2008年5月23日 星期五

British football: We won, so let's make it worse


malcontent


Football clubs

We won, so let's make it worse

May 22nd 2008
From The Economist print edition

A tale of globalisation and its malcontents


ENGLISH hearts, you would think, are swelling with pride. In Moscow on May 21st for the first time two English teams faced each other in the final of the Champions League, a football competition that pits 32 of the best teams across Europe against each other. Manchester United prevailed over Chelsea, as the rest of the continent looked on.

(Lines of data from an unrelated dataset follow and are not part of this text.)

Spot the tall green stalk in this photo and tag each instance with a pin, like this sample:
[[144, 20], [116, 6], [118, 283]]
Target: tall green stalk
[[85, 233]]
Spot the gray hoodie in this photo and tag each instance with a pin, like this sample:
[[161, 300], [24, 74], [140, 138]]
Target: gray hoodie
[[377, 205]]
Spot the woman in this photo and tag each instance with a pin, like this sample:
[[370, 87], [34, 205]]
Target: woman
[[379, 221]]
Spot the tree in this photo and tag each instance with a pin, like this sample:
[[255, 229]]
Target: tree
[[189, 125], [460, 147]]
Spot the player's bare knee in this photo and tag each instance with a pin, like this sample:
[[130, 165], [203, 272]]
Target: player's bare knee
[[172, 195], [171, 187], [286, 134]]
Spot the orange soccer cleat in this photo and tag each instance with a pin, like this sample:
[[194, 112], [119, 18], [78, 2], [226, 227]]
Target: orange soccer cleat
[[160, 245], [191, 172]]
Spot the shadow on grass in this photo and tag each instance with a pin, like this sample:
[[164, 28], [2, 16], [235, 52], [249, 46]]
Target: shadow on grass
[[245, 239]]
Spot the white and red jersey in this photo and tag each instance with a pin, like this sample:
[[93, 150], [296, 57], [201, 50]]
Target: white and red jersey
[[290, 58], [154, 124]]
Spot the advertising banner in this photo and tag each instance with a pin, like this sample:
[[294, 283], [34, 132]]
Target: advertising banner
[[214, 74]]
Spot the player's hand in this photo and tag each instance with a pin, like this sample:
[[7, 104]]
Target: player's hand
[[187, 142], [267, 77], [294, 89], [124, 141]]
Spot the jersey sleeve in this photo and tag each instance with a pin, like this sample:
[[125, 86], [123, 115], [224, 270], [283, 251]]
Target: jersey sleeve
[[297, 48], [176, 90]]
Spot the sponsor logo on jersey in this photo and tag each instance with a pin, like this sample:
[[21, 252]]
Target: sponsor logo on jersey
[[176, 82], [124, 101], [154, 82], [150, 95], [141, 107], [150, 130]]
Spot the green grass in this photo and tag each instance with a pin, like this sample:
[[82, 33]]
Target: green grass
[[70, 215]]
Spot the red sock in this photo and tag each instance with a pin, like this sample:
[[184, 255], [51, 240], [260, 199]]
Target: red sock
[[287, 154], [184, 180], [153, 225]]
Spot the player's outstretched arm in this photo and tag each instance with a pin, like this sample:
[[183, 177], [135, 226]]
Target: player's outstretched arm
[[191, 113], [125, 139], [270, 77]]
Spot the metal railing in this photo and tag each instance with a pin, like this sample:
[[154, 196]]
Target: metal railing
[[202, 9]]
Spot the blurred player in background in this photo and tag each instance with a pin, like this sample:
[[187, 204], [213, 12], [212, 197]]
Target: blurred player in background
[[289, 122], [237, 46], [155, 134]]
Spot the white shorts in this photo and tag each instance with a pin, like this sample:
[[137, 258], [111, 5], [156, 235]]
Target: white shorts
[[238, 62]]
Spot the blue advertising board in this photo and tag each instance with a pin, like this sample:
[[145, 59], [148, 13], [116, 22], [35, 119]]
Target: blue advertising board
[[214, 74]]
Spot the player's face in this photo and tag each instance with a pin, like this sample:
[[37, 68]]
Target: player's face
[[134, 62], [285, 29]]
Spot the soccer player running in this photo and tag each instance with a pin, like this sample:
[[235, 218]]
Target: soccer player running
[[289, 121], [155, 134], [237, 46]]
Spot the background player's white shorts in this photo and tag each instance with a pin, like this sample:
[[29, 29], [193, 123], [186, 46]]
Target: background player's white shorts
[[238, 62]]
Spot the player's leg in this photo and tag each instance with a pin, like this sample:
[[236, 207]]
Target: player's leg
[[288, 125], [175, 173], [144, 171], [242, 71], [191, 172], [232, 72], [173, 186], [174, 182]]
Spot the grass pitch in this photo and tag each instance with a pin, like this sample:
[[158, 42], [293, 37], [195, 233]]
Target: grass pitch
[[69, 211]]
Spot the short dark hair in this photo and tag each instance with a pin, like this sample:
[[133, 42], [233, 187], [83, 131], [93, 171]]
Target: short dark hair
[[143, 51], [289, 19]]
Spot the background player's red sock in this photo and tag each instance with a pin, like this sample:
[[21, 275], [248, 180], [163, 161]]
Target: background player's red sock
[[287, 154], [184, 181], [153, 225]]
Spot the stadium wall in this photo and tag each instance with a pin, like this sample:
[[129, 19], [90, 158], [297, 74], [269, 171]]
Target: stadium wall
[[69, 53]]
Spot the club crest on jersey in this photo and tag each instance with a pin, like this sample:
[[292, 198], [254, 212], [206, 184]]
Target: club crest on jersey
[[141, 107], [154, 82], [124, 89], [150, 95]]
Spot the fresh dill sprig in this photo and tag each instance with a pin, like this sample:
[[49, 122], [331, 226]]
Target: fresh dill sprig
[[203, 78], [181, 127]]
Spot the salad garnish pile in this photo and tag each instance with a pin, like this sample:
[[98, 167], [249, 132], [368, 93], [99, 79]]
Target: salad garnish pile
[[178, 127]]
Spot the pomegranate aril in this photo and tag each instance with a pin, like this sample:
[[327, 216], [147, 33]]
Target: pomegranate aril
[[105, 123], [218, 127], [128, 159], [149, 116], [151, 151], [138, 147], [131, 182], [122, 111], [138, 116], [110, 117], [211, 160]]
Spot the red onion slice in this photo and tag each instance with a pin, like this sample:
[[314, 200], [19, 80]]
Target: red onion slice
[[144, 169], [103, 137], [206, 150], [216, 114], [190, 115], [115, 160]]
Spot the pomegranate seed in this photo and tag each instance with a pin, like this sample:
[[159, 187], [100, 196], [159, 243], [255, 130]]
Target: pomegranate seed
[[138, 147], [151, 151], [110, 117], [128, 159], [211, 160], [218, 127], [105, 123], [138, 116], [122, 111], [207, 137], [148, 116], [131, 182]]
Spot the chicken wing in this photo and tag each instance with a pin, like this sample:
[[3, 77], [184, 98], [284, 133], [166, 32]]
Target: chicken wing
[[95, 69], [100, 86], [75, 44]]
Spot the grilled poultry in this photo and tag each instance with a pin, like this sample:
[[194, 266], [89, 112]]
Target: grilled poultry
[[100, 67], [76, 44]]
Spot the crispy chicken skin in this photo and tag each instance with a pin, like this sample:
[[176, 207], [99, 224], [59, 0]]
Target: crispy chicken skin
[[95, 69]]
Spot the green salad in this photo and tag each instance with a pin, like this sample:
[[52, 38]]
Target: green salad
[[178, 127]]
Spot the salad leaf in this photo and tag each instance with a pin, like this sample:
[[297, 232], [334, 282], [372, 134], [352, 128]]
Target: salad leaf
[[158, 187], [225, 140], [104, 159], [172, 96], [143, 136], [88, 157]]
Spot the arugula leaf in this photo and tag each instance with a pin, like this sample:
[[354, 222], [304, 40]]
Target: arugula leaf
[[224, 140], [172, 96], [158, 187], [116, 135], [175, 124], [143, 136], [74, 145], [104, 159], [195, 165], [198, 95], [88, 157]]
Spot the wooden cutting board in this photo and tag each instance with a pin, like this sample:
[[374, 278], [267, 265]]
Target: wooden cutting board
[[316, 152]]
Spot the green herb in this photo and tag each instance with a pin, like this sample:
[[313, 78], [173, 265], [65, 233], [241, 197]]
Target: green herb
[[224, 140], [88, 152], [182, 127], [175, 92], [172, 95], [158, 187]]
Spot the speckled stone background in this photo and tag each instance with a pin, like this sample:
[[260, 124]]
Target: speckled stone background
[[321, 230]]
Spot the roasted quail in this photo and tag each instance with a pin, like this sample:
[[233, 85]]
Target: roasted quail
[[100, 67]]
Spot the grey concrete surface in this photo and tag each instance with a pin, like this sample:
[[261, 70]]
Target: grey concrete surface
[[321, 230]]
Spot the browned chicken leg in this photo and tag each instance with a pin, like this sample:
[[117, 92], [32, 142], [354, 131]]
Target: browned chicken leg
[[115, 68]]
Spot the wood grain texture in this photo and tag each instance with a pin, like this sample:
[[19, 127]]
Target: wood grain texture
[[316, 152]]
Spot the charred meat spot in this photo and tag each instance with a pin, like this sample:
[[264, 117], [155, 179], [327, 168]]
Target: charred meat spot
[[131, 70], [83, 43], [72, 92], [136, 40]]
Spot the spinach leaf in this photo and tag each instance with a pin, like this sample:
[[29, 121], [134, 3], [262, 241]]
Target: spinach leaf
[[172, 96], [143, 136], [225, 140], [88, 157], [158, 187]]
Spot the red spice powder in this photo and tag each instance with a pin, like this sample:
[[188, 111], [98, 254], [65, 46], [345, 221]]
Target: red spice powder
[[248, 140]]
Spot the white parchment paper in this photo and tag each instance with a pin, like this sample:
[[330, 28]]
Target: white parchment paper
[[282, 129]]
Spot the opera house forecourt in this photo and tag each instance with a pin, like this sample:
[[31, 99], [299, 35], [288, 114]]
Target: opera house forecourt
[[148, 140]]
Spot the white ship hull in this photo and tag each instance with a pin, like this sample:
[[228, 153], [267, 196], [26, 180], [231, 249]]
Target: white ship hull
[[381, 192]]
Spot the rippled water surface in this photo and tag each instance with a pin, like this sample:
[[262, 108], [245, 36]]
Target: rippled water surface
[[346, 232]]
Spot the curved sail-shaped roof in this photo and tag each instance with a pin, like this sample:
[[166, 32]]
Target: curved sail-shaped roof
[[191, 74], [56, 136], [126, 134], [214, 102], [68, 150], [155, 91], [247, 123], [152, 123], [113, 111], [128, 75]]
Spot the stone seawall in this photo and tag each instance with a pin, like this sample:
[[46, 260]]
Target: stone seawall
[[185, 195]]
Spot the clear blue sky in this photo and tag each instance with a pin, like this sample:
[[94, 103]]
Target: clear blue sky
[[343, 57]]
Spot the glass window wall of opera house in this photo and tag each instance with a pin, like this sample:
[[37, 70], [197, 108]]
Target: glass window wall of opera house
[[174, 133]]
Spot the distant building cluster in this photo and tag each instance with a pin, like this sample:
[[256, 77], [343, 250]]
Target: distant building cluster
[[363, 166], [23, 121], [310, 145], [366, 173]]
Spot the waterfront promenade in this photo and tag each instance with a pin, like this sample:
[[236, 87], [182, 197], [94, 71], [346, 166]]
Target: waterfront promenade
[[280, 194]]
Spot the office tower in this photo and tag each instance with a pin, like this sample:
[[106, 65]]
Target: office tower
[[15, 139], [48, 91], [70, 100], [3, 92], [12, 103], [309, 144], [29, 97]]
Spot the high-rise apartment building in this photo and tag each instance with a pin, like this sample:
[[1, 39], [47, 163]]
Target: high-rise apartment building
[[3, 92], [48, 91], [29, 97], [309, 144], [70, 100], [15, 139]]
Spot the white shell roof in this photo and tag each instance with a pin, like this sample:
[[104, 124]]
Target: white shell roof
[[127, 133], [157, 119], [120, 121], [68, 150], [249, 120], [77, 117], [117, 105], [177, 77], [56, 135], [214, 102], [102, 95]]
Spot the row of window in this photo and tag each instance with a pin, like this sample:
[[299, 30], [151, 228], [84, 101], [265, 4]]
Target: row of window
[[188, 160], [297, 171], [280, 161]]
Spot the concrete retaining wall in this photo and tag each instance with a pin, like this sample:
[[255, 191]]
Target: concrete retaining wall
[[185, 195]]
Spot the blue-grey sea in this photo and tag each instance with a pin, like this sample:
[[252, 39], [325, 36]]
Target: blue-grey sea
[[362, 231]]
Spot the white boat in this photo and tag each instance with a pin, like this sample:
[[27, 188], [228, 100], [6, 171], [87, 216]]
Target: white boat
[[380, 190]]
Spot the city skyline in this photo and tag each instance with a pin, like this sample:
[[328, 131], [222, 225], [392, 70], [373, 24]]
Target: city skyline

Offside Ronaldo: not English, but great

This was no one-off fluke but the latest indicator of the growing dominance of England's Premier League, once a poor cousin of Spain's La Liga, Italy's Serie A and Germany's Bundesliga. Each of its big four clubs—Arsenal, Chelsea, Liverpool and Manchester United—has reached at least one Champions League final in the past four years.

This primacy owes little to home-grown talent. Twelve of the 22 players who started the game in Moscow were foreign. Roughly half of those fielded in an average Premier League weekend are neither British nor Irish. The most celebrated star (Manchester United's Cristiano Ronaldo) is Portuguese. England's national team failed to qualify for this summer's European championships.

Hosting the world's best without actually besting them is often called “the Wimbledon effect”, after the prestigious tennis tournament that Britain holds each year but is seldom in danger of winning. A better parallel may be with financial services: the City of London thrives on the back of an open market and international talent.

The Premier League's main source of strength is its financial clout. Since the early 1990s, when stadiums were upgraded and lucrative broadcasting deals agreed upon, the league has become a money-spinner. Foreign investors have poured in (Liverpool and Manchester United are owned by Americans, Chelsea by a Russian). England's big four clubs are among the world's ten richest, according to Deloitte, an accounting firm. This allows the clubs to hire the best players, which in turn draws crowds and increases revenues.


In most industries such a virtuous circle would be a cause for celebration. But Sepp Blatter, the president of FIFA, football's governing body, cites English dominance of the Champions League as proof of the need to restrict how many foreigners a team may field. Michel Platini, the head of UEFA, the European wing of FIFA, concurs. Some old-style hoof-it English managers claim that import restrictions would somehow help the coaching of young British talent.

This is the sort of protectionist tosh that most industries have not dared utter in public since the 1970s. How could a sport get better by limiting competition or lowering standards? English children are bad at football mainly because their training is bad (something other places have fixed). The league football in Britain is unimaginably better than it was. With luck EU labour law will stop Mr Blatter and keep it that way.